Kotschi J,  Schrimpf B,  Waters-Bayer A,  Horneburg B. Financing Open-Source Organic Plant Breeding. Encyclopedia. Available at: Accessed December 10, 2023.
Kotschi, Johannes, Berthold Schrimpf, Ann Waters-Bayer, Bernd Horneburg. "Financing Open-Source Organic Plant Breeding" Encyclopedia, (accessed December 10, 2023).
Kotschi, J.,  Schrimpf, B.,  Waters-Bayer, A., & Horneburg, B.(2022, November 28). Financing Open-Source Organic Plant Breeding. In Encyclopedia.
Kotschi, Johannes, et al. "Financing Open-Source Organic Plant Breeding." Encyclopedia. Web. 28 November, 2022.
Financing Open-Source Organic Plant Breeding

Organic seed is vital for organic agriculture. However, lack of financial resources constrains organic plant breeding. Using an open-source approach that recognises seed as a common good offers new funding strategies.

seed commons open source organic plant breeding organic seed

1. Introduction

For many consumers today, organic food is commonplace. In the European Union (EU), organic food can be obtained from specialist retailers, discounters, and the fast-growing movement of community-supported agriculture (CSA). The organic food market is expanding rapidly. With the growth of organic farming, the demand for suitable organic seed and vegetative propagation material is also growing. A wide range of locally adapted crop species and cultivars is needed to use the potential of organic farming in diverse areas fully. Genetic diversity is key for adaptation to changing environmental conditions. Thus far, much of the seed and vegetative propagation material used in organic farming are grown organically but not bred organically. Thus, they may lack specific traits relevant to organic cultivars.
A shortage of funds for organic plant breeding appears to be the main constraint to increasing organic breeders’ efforts to satisfy the demand for organically bred cultivars. Plant breeders, farmers and other actors in the organic food supply chain are increasingly asking why funding is insufficient and how this problem can be solved. 
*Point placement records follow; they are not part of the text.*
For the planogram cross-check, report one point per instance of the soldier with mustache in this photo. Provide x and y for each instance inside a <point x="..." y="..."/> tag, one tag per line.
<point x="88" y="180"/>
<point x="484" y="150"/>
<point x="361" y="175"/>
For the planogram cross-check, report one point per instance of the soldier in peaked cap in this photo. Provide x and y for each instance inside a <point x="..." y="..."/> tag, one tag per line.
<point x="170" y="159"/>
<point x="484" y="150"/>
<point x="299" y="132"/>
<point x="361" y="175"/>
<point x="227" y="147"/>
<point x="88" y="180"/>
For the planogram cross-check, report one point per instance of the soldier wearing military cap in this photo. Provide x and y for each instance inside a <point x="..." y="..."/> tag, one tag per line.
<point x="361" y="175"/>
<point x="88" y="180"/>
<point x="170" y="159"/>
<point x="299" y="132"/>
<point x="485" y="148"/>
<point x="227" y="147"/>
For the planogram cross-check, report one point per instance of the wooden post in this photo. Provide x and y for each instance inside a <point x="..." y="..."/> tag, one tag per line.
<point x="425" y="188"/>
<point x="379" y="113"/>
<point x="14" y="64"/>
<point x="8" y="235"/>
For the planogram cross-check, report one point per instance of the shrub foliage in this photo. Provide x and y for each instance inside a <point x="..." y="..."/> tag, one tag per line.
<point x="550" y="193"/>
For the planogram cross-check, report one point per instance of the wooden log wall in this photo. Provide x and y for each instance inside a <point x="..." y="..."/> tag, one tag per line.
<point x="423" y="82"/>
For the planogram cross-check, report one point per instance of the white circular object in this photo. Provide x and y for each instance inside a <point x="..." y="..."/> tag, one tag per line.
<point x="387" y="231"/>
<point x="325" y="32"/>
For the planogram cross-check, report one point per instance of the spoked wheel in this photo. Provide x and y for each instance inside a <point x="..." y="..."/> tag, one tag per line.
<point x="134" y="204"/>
2. Plant Breeding in Transition

Our crops are the result of selection over thousands of years, an evolution directed by humans [1]—both men and women [2]. Scientific plant breeding emerged only in the second half of the 19th century [3]. At that time, farmers, for instance, in Germany, were interested in new cultivars that would allow them to make better use of their investments in soil fertility through an improved three-year crop rotation. The first scientific-oriented breeding approaches emerged in many places and over a relatively short period. Soon afterwards, the foundations were laid to regulate the seed market [4]. Seed quality control centres were established, a procedure for cultivar recognition and protection was developed, and a cultivar registry was put in place. These regulatory processes had an enormous impact on plant breeding and agriculture. With the new cultivars, the yield of many crops was increased. Resistance to diseases that had sometimes led to crop failure was greatly improved. Plant breeding has been the greatest contributor to the intensification of agriculture, clearly ahead of the contribution of mineral fertilisers and chemical plant protection [5].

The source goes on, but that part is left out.